It’s time once again to turn a jaundiced eye toward the newsmakers of the day – the winners and losers – who, in my cynical opinion, either contributed to our quality of life, or detracted from it, in some significant way.
Let’s look at who tried to screw us – and who tried to save us – during the week that was:
Asshole Gannett Company
Last week we learned the grim news that Gannett – the international media conglomerate that owns The Daytona Beach News-Journal – is well on the road to financial ruin after reporting massive losses.
Once again, Gannett is announcing that draconian cost cutting measures are eminent:
According to the nonprofit Poynter Institute, “Media division head Maribel Perez Wadsworth, in a note to staff, warned of impending layoffs. “In the coming days,” she wrote, “we will … be making necessary but painful reductions to staffing, eliminating some open positions and roles that will impact valued colleagues.”
What a damnable shame. I mean that.
In my jaded view, Gannett’s leadership has no one to blame but themselves.

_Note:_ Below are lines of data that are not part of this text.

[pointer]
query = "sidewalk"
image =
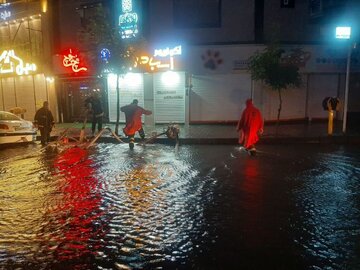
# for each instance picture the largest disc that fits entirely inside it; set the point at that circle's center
(226, 134)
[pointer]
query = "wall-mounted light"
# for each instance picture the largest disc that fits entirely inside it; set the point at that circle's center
(170, 78)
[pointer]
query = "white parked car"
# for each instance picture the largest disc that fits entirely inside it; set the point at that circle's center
(14, 129)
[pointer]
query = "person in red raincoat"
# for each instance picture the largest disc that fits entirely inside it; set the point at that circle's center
(249, 126)
(133, 114)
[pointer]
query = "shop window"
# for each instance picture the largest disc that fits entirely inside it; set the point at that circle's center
(287, 3)
(197, 13)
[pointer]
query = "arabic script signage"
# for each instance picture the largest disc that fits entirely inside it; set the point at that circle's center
(4, 14)
(71, 60)
(12, 64)
(128, 20)
(163, 59)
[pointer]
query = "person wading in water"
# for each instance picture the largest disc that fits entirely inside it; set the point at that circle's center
(133, 114)
(250, 125)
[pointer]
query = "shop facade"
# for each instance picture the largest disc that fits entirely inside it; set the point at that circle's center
(24, 71)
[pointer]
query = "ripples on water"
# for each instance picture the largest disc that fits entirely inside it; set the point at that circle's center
(327, 220)
(204, 207)
(107, 207)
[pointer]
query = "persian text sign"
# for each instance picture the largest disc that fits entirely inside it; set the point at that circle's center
(154, 63)
(72, 61)
(4, 13)
(12, 64)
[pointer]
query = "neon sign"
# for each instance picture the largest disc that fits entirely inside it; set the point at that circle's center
(10, 64)
(73, 61)
(4, 14)
(128, 20)
(168, 52)
(155, 63)
(105, 55)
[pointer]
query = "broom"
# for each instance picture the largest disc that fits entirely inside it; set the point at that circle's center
(82, 132)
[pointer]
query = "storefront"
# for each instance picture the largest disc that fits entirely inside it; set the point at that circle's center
(75, 82)
(161, 89)
(23, 61)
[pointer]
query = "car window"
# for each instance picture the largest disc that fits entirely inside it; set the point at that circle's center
(8, 116)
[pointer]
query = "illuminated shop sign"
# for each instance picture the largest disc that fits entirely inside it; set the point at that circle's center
(71, 60)
(162, 59)
(105, 55)
(4, 13)
(12, 64)
(128, 20)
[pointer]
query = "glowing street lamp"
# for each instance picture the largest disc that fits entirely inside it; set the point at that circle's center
(344, 32)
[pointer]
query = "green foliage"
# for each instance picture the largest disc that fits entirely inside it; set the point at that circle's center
(277, 72)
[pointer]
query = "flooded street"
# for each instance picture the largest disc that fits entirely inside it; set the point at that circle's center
(202, 207)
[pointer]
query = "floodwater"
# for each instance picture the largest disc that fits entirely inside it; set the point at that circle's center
(201, 207)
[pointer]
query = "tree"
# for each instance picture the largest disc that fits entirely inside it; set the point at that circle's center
(276, 70)
(99, 32)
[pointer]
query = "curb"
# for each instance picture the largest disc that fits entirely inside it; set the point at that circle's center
(233, 141)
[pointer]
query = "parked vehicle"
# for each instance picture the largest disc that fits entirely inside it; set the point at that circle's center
(14, 129)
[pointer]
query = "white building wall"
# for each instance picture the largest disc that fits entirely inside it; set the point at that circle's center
(218, 98)
(28, 92)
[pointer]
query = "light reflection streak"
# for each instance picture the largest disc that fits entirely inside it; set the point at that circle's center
(78, 207)
(327, 205)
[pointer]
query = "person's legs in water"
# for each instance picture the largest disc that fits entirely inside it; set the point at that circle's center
(141, 133)
(47, 134)
(42, 135)
(99, 122)
(93, 125)
(131, 141)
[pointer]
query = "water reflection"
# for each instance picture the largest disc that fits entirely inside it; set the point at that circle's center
(327, 202)
(77, 206)
(207, 207)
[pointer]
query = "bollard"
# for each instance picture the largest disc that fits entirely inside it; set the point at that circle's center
(330, 121)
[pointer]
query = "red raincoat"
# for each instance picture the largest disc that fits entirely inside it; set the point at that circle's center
(133, 114)
(249, 125)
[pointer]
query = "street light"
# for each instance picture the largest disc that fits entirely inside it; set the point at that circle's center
(344, 32)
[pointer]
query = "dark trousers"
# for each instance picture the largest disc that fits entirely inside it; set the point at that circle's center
(45, 134)
(141, 133)
(98, 121)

In June, the international media giant announced that it would be cutting editorial pages across its 45-state, 250-title megamedia portfolio.
This reduction in editorial content came on the heels of a recent restructuring that split Gannett into two domestic business units – Gannett Media and Digital Marketing Solutions – which senior leadership hoped would drive “sustainable revenue and cash flow growth,” as the company moves toward its goal of becoming a “…subscription-led and digitally-focused media and marketing solutions company…”
That’s corporate-speak for the transition from a newsgathering organization to a ‘heavy on pap, fluff, and advertising/light on local “news”’ online format as newsprint and the concept of “independent journalism” rapidly goes the way of the buggy whip.
Several weeks ago, while Volusia County residents focused on the civic, economic, and environmental consequences of pending local elections – the News-Journal went in another direction – taking great pains to tout the racial, gender, and cultural composition of what remains of its newsroom (?)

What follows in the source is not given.